Frauen im Niemandsland

Im Prozesse um illegale Prostituierte aus Osteuropa, die auch Michel Friedman bestellte, erweist sich, wie schwierig die polizeilichen Ermittlungen sind. Die Frauen haben Angst

BERLIN taz ■ Dem Kokainkonsumenten Michel Friedman ist zu verdanken, dass illegale Prostituierte und Rotlicht-Kommissionen der Polizei für kurze Zeit viel Aufmerksamkeit bekommen. Journalisten füllen die Verhandlungssäle im Berliner Prozess gegen Borys B. und andere mutmaßlichen Menschenhändler, über die Friedman Prostituierte bestellte. Und die Öffentlichkeit musste gestern am vierten Verhandlungstag auch nicht wie sonst den Saal verlassen, sobald es um Heikles ging. Damit will das Gericht Spekulationen im Fall Friedman verhindern.

Um Friedman geht es aber kaum noch. Viel interessanter ist, was die Zeugen über den Berliner Callgirl-Ring und die Ermittlungen aussagen. So erfuhren die Zuhörer durch die Aussage eines Polizisten, wie schwer die Sonderkommissionen gegen den Menschenhandel vorankommen.
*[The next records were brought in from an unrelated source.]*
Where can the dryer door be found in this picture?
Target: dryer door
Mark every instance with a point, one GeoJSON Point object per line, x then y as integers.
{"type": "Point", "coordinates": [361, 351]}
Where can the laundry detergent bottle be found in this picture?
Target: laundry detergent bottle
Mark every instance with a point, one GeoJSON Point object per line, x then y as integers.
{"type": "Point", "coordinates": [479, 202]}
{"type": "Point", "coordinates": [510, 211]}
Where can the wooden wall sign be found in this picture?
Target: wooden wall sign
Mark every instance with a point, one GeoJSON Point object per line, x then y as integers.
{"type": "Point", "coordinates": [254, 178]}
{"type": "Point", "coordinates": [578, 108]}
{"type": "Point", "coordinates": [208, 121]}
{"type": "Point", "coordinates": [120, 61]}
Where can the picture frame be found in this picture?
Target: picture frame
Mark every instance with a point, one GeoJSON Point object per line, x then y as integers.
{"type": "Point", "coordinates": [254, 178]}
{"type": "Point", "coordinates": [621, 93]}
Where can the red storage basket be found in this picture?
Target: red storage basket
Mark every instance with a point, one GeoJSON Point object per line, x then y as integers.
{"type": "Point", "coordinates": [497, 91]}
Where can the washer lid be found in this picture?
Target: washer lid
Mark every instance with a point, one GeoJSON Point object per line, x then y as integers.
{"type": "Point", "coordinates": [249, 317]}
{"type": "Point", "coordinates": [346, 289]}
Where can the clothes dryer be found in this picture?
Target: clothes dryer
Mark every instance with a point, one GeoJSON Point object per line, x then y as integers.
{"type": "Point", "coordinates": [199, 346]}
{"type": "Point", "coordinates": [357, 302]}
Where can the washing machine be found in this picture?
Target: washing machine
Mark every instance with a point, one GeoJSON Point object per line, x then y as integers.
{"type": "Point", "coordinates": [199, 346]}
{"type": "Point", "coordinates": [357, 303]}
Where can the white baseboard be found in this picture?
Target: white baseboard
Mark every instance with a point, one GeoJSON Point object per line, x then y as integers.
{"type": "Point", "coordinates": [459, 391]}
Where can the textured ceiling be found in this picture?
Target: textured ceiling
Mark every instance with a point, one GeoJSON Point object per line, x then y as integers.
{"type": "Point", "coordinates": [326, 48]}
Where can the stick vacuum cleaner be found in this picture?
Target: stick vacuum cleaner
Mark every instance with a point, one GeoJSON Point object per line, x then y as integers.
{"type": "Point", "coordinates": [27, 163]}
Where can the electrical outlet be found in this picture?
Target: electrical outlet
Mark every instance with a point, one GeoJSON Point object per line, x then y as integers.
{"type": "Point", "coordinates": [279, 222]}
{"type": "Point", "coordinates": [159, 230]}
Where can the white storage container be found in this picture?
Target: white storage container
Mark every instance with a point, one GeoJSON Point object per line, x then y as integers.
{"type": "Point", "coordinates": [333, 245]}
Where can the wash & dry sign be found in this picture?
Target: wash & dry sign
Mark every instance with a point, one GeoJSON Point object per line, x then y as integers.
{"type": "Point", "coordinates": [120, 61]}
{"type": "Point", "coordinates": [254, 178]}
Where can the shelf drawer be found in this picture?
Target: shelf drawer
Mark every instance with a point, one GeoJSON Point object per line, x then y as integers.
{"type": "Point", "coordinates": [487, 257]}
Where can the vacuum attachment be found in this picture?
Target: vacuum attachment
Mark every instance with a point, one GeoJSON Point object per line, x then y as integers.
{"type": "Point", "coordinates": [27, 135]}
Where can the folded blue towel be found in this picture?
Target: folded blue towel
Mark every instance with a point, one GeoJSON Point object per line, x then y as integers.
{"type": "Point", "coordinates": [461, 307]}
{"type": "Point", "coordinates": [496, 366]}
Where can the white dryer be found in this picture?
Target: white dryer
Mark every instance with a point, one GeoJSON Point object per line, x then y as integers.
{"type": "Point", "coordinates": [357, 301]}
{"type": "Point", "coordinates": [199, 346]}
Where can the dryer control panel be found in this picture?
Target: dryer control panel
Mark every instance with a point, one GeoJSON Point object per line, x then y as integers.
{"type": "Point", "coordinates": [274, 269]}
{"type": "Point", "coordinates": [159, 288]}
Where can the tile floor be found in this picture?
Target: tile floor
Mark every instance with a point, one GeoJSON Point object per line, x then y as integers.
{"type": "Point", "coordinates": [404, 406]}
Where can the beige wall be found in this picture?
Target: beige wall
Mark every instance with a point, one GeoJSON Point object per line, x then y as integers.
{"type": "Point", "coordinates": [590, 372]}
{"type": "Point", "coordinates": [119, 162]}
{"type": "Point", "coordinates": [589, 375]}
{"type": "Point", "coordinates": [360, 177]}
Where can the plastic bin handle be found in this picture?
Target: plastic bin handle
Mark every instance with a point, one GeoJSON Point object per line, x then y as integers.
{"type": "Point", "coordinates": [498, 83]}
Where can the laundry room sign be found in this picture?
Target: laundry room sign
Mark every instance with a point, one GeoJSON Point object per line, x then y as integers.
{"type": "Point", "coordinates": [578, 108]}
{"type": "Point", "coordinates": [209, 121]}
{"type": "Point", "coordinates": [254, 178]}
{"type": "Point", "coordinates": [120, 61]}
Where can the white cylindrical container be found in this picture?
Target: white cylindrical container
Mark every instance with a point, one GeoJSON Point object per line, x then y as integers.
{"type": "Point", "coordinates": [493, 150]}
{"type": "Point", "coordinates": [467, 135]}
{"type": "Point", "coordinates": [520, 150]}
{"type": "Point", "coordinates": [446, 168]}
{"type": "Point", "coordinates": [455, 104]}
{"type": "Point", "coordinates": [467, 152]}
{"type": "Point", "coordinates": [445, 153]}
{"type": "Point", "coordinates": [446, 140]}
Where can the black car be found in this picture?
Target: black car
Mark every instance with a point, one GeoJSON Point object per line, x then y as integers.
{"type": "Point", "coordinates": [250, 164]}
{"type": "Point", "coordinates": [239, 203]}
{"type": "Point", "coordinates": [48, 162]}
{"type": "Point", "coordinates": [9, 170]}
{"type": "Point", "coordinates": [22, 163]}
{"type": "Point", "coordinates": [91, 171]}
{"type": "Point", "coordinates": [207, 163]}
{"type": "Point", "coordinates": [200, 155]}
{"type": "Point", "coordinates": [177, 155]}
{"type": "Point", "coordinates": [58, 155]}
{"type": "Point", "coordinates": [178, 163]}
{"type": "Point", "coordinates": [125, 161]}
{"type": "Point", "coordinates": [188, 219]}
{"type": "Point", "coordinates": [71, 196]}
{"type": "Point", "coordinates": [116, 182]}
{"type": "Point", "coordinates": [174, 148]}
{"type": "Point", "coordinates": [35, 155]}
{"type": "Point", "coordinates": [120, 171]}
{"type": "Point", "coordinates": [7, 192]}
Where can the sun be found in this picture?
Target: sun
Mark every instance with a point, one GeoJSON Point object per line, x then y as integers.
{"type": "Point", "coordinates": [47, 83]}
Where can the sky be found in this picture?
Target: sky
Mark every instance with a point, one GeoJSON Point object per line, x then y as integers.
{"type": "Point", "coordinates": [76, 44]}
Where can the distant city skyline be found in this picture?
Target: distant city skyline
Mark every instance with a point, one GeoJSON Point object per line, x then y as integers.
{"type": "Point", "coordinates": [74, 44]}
Die Opfer unterscheiden sich von legalen Prostituierten nur dadurch, dass sie keine oder keine echten Pässe haben, dass sie bedroht werden oder in Wohnungen eingesperrt sind. Keines dieser Anzeichen kann ein Polizist auf Streife ohne weiteres bemerken. Selbst Razzien haben wenig Erfolg. Sie sind sowieso nur sinnvoll, wenn die Polizei an vielen Orten gleichzeitig „zuschlägt“, dafür aber fehlt oft das Personal. Zudem haben die Prostituierten Angst und sind daher nicht kooperationswillig. „Sie glauben erst mal, dass die Polizei hier genauso korrupt ist wie in ihren Heimatländern, und dann wird ihnen oft weisgemacht, viele ihrer Kunden seien Polizisten in Zivil“, sagt Nivedita Prasad von „Ban Ying“, einer Organisation gegen Menschenhandel.

Nur die Telefonüberwachung führt gelegentlich zu Polizeierfolgen – und die Befragung von aufgegriffenen Prostituierten. Lassen die Zuhälter eine osteuropäische Frau frei, wird sie mitunter gleich wieder vom Bundesgrenzschutz festgesetzt. Denn weil die Ausbeutung der Frauen meistens damit beginnt, dass man ihnen ihre Pässe wegnimmt, können sie auch bei der Rückreise in ihre Heimat keine gültige Aufenthaltserlaubnis für Deutschland vorweisen. Das wiederum ruft bei der Ausreise den Bundesgrenzschutz auf den Plan – die Frauen werden festgenommen, weil sie sich eines Verstoßes gegen das Ausländergesetz verdächtig machen.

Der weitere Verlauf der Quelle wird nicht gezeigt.